Isn’t anyone going to stick up for poor Vic – er, I mean, John Mackey? You know, the volatile CEO of one of the decade’s biggest retail success stories whose renegade, loose-cannon style spurred the growth of Whole Foods before leading to his professional unraveling via some anonymous – well, supposedly anonymous – postings on Yahoo’s message board.
It’s a classic tale of hubris for the Internet age: Mackey’s fatal error was thinking the Internet would enshroud him in anonymity like an invisible cloak. And yet recycled screen names, IP addresses, Google searches – eventually there’s a way to tie your true identity to your anonymous dispatches.
The more time we spend on the Net the more we realize there is no such thing as anonymity anymore. The old New Yorker cartoon about how no one on the Internet knows you’re a dog is so 1990s. These days, people know about you online to the degree they’re willing to dig up the dirt. If no one knows you’re a dog in 2007, it’s probably because no one cares.
In Mackey’s case, it was – improbably – the federal government who dug deep enough. The Federal Trade Commission, which roused itself from its usual napping state to protest Whole Foods’ proposed takeover of Wild Oats on antitrust grounds, brought the eight-year-long deception to light. Mackey was posing as “rahodeb”, an anagram of his wife’s name, while talking trash to Wild Oats and touting Whole Foods.
The FTC’s complaint is on the Wall Street Journal‘s site, and the infamous footnote outing rahodeb is on page 4. Why the FTC is troubled by this merger and so few others, I’m not sure. But the entire complaint is worth a read as a masterful exercise in turning a CEO’s public (and less than public) statements against his own goals. All journalism should be this biting. The Journal, in turn, did an excellent job of cherrypicking the most damning bits from the Yahoo archives: rahodeb’s absurd “$800+” price target and her narcissistic assertion that Mackey is “cute.”
So it may be a fool’s errand to say a few words in favor of John Mackey, but maybe I’m a sucker for a lost cause. It’s not that I want to exonerate Mackey for his stupidity, but I do think a couple of obvious points concerning the Internet are being overlooked in this story.
First, Yahoo’s stock boards have long been accompanied by the deafening sound of grinding axes. Spend enough time there and you probably won’t come back: The most frequent posters are either touting a stock in hopes of sparking a short squeeze or ratcheting the price high enough for a profit; or they’re hedge funds mercilessly dissing a stock toward $0. And yet, if you stick with it long enough, you may get a sense of which way the wind is blowing a particular stock.

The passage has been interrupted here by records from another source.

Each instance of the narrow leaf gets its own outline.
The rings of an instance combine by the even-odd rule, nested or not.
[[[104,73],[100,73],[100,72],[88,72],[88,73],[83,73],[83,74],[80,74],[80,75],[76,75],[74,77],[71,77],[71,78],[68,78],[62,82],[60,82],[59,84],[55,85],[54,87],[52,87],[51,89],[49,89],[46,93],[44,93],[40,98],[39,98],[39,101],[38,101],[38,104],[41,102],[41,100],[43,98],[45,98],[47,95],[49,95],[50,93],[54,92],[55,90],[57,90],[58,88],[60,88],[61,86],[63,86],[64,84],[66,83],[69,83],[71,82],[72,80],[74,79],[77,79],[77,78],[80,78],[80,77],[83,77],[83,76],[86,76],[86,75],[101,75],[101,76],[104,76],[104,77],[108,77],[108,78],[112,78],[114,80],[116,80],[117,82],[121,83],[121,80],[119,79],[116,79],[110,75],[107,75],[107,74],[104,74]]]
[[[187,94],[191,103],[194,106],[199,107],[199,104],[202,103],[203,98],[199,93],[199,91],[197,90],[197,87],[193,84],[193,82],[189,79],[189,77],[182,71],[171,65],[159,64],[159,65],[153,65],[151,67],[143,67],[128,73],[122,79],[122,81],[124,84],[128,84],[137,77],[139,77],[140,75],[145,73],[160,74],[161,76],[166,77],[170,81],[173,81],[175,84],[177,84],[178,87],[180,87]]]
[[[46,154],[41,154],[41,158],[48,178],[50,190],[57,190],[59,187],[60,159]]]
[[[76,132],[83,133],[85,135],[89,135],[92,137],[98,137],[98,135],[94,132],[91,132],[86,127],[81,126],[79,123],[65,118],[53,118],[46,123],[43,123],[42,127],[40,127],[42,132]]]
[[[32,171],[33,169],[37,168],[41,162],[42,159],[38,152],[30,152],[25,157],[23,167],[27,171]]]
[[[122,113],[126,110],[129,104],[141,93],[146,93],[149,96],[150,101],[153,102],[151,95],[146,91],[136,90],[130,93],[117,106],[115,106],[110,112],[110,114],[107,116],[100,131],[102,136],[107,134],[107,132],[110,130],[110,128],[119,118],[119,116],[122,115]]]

Given that, the SEC can easily find enough sound bites in rahodeb’s comments to nail Mackey, but it would be ignoring that broader context: a sort of chaotic and no-holds-barred context, but in the end a messily democratic one.
Then there’s a point brought up by TheStreet.com’s Aaron Task: more CEOs and especially lower-level executives are just as guilty of anonymous postings. If the SEC goes after Mackey, it had better go after the other corporate employees who have been surely doing the same thing. Fair, after all, is fair. (Dislcosure: I am a contributor to TheStreet.com).
What’s more, Mackey’s gambit is classic public relations, employing a third-party authority, however manufactured, to push your brand. Look at this video of PR pioneer (and Sigmund Freud’s nephew) Edward Bernays, who corralled 5,000 doctors into promoting the health benefits of a high-cholesterol, bacon-and-eggs breakfast. (You need RealMedia to see the video; you can also try the audio at NPR.)
Is persuading a phalanx of doctors to push your client’s PR message more ethical and less illegal than adopting an anonymous persona on Yahoo? Should it be? I myself doubt it, but maybe you can use your PR skills to make your case in the comments section.
I hate the old cliché about the Internet changing the rules, but it applies here. In an era where there’s no true anonymity on the Internet, where the truth will out whenever necessary, our only recourse is a form of micro-PR: managing the spin to meet our personal version of reality. That’s what we do when we blog – or when we comment on blogs. And in that sense, we are all John Mackey.